Evidentemente alguien que piense que leer es un simple entretenimiento para llenar los ratos libres, jamás comprenderá el verdadero cometido ni objetivo (ni función) de la literatura. No se puede leer a Hermann Hesse y creer que uno ha leído tan sólo una interesante historia sobre un hombre solitario, el extraño viaje de un brahmán, o la vida de un niño un tanto peculiar. De ahí viene la enorme degradación de la literatura actual —emanante de una sociedad inculta y aletargada intelectualmente—, de la distorsión que ha sufrido su verdadero valor y objetivos en pos de un vacuo entretenimiento, aparte de la lamentable conversión en una sucia industria de mercaderes cuyo único fin es el económico. Asusta ver la poca gente que realmente ve lo que es la literatura, incapaz de apreciar el arte de transmitir (e inquietar, conturbar, agitar, enseñar, provocar…) con la palabra escrita, que no es otra cosa que la manifestación y transcripción del ideario intelectual del artista (igual que en la música, la arquitectura, la pintura o el cine, por otra parte), cuya causa final es la sinapsis de lo narrativo con lo bello, con lo estético. Ese contacto y su obligada fusión debe conseguir una transmisión de elementos (todo lo que compone la narración, sea del tipo que sea) capaces de tocar y hollar en lo más profundo del lector.

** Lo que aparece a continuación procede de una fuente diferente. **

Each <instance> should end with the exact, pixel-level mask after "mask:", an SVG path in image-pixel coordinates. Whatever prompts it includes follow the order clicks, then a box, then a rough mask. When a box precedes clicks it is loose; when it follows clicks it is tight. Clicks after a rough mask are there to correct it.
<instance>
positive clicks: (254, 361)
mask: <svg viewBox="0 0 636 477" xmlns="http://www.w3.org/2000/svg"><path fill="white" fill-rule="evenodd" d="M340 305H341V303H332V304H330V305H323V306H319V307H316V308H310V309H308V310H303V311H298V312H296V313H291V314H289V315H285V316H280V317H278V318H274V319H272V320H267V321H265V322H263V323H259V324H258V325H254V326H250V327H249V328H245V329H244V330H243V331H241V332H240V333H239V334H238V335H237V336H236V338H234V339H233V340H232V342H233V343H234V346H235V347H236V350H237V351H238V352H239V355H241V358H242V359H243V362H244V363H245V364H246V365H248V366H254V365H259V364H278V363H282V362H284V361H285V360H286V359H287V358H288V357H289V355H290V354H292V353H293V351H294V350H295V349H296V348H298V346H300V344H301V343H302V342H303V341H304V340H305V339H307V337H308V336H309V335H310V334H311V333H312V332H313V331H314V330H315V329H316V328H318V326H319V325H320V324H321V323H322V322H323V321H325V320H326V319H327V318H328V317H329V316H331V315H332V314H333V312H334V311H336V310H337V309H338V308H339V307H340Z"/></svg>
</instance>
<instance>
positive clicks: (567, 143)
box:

La cultura, el arte (como la literatura), es la única forma de salvación del ser humano, pero también de redención. En la insondable oscuridad que todo lo abarca, la literatura fue el instrumento para encandecer los relumbrantes destellos de inventiva e ingenio de los grandes maestros, de Hesse, como he dicho, pero también de Faulkner, de Camus, de Wilde, de Cervantes, de Poe, de Dostoyevski, de Dickens, de Hugo, de Balzac, de Chejov, de Galdós, de Orwell, de Grossman, de Huxley, de Melville, de Stevenson y de otros muchísimos más. Todos ellos junto a otros artistas prendieron la llama de la razón y la lucidez, agitando las inmóviles aguas de la ignorancia y regalando al género humano una parte de la dignidad perdida.